Formally Exploring Time-Series Anomaly Detection Evaluation Metrics
This work addresses a critical issue for researchers and practitioners in safety-critical domains by providing a formal framework to improve the reliability of anomaly detection evaluations, though it is incremental in refining existing metrics rather than introducing a new detection method.
The paper tackled the problem of inconsistent and misleading evaluation metrics for time-series anomaly detection, which can lead to catastrophic failures in safety-critical systems, by introducing verifiable properties and a theoretical framework; they analyzed 37 metrics, found none satisfied all properties, and proposed LARM and ALARM metrics that provably meet these requirements.

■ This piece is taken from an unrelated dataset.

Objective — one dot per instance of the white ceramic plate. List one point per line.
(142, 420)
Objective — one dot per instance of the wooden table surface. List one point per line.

Undetected anomalies in time series can trigger catastrophic failures in safety-critical systems, such as chemical plant explosions or power grid outages. Although many detection methods have been proposed, their performance remains unclear because current metrics capture only narrow aspects of the task and often yield misleading results. We address this issue by introducing verifiable properties that formalize essential requirements for evaluating time-series anomaly detection. These properties enable a theoretical framework that supports principled evaluations and reliable comparisons. Analyzing 37 widely used metrics, we show that most satisfy only a few properties, and none satisfy all, explaining persistent inconsistencies in prior results. To close this gap, we propose LARM, a flexible metric that provably satisfies all properties, and extend it to ALARM, an advanced variant meeting stricter requirements.